Ensuite, je veux faire juger directe­ment à mes lecteurs et non leur impos­er mon juge­ment. Quand je ren­con­tr­erai dans une revue, fût-elle roy­al­iste, un beau poème, j’en cit­erai autant que pos­si­ble quelques vers. Si un arti­cle me frappe, je le résumerai peut-être, mais je tacherai de citer la con­clu­sion ou les pas­sages les plus sail­lants. Mes chroniques seront le plus sou­vent « con­fec­tion­nées aux ciseaux », dirais-je, si cette image n’é­tait périmée et fausse pour moi. Je n’aime pas détéri­or­er mes revues et je m’as­treindrai à recopi­er ce que je voudrai soumet­tre à mes lecteurs. Mais je ne les abreuverai pas d’ép­ithètes banales, ni de juge­ments tout faits. Ils jugeront par eux-mêmes et j’imag­ine que cela leur siéra tout autant.

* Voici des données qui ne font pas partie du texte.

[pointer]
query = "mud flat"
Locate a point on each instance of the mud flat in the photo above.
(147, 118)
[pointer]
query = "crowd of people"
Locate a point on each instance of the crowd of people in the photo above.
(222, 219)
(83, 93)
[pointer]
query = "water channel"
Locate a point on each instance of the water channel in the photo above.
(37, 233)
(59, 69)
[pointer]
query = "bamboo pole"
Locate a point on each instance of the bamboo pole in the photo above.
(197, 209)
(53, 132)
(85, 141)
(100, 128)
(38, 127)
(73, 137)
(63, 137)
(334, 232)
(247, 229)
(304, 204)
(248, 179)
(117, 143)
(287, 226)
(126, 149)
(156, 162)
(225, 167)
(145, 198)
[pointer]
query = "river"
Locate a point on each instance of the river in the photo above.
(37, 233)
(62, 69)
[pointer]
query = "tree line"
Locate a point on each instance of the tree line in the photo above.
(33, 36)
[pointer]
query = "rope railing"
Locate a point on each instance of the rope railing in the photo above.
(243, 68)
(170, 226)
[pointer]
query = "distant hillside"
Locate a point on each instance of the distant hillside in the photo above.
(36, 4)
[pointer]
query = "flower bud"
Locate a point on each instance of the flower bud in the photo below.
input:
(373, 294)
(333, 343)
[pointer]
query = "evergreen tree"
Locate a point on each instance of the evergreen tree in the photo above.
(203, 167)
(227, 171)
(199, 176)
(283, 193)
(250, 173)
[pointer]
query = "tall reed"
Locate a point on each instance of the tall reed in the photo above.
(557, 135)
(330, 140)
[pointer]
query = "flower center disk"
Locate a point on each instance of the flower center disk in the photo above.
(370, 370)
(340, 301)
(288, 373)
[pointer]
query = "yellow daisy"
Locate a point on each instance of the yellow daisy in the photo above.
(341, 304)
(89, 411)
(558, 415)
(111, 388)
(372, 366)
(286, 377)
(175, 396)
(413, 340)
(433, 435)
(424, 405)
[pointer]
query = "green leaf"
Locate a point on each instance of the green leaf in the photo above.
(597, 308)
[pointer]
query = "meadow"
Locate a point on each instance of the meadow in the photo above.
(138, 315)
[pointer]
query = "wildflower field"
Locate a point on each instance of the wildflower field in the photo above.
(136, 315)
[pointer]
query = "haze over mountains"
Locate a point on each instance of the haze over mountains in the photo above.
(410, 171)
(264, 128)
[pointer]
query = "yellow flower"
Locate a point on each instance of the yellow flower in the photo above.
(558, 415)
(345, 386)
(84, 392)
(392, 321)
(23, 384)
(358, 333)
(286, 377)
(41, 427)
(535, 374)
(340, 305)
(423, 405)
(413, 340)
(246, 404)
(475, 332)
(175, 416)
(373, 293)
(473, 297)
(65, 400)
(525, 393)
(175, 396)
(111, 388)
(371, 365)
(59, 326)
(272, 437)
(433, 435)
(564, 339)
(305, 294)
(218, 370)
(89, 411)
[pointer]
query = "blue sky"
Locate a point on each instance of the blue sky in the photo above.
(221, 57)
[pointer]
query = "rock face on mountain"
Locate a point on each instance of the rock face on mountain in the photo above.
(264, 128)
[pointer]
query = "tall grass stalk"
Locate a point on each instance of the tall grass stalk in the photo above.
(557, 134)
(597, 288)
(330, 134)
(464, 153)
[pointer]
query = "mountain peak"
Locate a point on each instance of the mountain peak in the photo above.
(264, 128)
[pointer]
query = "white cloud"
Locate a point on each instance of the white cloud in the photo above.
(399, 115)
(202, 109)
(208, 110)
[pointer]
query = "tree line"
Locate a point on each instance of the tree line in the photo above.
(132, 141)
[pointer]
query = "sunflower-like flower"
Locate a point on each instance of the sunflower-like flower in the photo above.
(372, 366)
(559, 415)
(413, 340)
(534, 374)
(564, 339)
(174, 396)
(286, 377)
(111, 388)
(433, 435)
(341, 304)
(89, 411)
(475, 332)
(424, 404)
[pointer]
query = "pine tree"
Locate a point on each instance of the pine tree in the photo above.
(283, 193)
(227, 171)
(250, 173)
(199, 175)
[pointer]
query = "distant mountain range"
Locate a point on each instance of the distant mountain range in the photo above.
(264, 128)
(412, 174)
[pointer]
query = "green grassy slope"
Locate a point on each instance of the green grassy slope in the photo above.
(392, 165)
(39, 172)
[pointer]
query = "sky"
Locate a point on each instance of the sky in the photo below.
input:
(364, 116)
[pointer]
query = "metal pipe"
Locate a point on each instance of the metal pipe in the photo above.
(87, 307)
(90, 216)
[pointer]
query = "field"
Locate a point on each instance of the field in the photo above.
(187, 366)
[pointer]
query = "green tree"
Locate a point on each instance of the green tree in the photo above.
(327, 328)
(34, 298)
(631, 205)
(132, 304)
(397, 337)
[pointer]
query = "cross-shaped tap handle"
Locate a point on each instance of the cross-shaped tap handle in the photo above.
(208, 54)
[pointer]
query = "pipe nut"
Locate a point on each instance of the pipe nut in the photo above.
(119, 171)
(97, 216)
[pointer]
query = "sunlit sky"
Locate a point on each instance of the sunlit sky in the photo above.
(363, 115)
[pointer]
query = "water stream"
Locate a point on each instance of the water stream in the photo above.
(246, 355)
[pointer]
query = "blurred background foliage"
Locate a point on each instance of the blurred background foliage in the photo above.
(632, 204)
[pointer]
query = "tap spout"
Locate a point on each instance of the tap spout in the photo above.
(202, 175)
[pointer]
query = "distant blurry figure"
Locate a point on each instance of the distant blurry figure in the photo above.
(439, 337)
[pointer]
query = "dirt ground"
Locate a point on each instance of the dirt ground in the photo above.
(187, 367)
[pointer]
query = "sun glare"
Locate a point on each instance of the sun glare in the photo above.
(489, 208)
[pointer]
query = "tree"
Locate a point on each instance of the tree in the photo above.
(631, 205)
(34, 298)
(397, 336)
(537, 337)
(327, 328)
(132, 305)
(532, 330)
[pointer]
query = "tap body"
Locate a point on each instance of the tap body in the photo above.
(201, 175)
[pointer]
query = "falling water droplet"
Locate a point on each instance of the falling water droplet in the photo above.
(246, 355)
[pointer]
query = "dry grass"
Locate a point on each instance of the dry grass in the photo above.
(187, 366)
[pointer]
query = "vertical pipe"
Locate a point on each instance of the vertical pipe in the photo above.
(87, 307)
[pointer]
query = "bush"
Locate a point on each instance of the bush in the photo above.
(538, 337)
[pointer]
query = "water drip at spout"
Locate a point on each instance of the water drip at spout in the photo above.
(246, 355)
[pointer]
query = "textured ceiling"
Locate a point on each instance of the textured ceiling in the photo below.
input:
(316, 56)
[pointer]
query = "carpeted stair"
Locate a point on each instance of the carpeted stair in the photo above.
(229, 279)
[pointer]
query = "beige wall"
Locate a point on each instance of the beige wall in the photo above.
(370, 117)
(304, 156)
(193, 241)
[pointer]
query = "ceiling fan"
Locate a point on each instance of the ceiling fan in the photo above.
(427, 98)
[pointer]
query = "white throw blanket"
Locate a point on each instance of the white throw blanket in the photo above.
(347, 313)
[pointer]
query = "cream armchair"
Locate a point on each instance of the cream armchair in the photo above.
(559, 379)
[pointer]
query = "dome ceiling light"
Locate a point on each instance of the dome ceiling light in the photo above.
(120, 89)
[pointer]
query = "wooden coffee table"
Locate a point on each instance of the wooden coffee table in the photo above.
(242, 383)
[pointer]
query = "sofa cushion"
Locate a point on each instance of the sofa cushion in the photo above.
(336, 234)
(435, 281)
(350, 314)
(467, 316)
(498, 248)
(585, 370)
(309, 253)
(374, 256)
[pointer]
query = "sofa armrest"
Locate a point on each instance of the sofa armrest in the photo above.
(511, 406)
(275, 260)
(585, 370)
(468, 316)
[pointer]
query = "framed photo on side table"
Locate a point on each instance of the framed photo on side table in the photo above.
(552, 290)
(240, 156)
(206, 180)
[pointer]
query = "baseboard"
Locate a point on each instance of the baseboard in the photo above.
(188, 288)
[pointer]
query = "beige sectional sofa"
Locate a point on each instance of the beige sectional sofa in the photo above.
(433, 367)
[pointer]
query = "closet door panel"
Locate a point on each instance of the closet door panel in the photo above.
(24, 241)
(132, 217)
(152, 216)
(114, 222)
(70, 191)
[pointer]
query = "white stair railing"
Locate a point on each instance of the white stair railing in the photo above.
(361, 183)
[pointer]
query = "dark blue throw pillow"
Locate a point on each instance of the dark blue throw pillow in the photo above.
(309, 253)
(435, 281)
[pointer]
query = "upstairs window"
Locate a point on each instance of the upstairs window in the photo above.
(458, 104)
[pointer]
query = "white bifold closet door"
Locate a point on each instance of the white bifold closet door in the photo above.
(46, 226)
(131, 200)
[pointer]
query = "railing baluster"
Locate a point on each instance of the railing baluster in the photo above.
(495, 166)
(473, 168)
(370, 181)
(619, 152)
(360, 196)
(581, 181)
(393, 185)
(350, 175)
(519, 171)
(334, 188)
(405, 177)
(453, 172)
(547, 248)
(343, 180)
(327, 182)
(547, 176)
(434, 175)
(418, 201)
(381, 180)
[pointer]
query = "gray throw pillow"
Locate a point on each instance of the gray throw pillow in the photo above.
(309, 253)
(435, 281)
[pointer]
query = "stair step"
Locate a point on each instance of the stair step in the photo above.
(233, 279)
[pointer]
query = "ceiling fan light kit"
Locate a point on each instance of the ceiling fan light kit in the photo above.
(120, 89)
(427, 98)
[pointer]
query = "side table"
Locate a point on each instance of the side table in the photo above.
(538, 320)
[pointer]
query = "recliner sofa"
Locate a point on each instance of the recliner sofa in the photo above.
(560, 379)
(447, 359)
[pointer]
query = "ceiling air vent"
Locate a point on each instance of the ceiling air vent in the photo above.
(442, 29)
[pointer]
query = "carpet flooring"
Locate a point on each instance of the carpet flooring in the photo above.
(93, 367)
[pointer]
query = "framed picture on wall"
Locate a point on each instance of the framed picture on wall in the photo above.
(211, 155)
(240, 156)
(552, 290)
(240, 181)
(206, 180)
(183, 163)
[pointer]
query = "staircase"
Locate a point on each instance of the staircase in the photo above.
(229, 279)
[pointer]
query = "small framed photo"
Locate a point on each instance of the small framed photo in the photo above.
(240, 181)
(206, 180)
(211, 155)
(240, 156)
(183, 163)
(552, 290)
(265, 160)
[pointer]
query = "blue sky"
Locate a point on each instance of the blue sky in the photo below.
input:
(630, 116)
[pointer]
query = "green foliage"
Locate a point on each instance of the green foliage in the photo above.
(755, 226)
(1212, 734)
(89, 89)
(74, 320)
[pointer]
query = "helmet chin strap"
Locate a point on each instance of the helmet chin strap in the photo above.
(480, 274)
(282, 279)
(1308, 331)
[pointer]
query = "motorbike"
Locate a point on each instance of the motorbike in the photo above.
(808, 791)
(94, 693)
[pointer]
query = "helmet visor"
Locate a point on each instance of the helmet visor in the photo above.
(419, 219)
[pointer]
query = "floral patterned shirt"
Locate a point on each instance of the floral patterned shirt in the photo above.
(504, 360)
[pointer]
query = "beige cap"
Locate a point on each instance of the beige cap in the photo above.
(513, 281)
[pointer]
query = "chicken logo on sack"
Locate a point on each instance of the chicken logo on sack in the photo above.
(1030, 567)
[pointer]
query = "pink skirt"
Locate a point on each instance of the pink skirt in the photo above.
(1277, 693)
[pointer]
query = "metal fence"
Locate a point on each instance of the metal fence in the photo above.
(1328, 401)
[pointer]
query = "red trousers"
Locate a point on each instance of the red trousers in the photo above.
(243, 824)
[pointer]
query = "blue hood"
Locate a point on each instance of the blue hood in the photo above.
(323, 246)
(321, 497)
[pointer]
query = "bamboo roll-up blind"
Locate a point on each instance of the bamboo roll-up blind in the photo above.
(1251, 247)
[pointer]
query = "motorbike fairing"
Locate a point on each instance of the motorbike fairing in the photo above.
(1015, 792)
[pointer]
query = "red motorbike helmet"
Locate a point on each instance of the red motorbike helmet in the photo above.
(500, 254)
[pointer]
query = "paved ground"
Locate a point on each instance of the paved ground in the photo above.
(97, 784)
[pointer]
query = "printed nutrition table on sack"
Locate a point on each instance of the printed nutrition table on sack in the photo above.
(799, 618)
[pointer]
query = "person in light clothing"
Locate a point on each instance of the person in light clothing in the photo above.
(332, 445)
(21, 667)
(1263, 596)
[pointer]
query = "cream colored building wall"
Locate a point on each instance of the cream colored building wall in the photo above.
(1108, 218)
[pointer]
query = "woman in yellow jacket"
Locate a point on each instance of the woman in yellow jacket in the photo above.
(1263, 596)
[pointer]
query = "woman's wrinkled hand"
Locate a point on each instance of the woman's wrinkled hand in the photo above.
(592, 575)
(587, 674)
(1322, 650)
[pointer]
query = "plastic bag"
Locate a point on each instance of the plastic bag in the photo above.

Enfin, je ferai un choix. Il est des choses que je passerai sous silence, des revues dont je ne par­lerai pas. Oh ! je vous entends, mes bons amis : tout effort mérite qu’on s’y intéresse, la poésie, même médiocre, est un idéal préférable à l’abrutisse­ment du bistrot, etc., etc. Je vous entends, vous dis-je. Mais quoi, parce qu’à Cher­bourg, un col­légien a célébré la rose en stro­phes désuètes entre une cig­a­rette vom­i­tive et un baba mal digéré, parce qu’à Pont-d’Oye un amoureux chantera les yeux et les cheveux de sa brune ou de sa blonde, au lieu de s’oc­cu­per avec elle et de nous fiche la paix, parce qu’à Mon­téli­mar ou à Agen, tel patri­ote local célébr­era en bal­lades ou en son­nets — ou en vers libres — les ver­tus du nougat et des pruneaux ; il faudrait que je passe mon temps à lire tout cela ? Quand les bois sont si jolis à l’au­tomne finis­sant, qu’il est si doux main­tenant de fumer sa pipe au coin du feu en remuant les sou­venirs et les rêves, que bien­tôt les champs tra­vail­lés par le renou­veau pal­piteront encore de vie et de fécon­dité. Allons donc ! Il est des revues que je jet­terai au panier sans hésiter, je le déclare net­te­ment. Et je ne par­lerai ici que de celles qui me paraitront présen­ter quelque intérêt, soit du point de vue de la pen­sée, soit de celui de la forme.

Sur ce, ami lecteur, à la prochaine.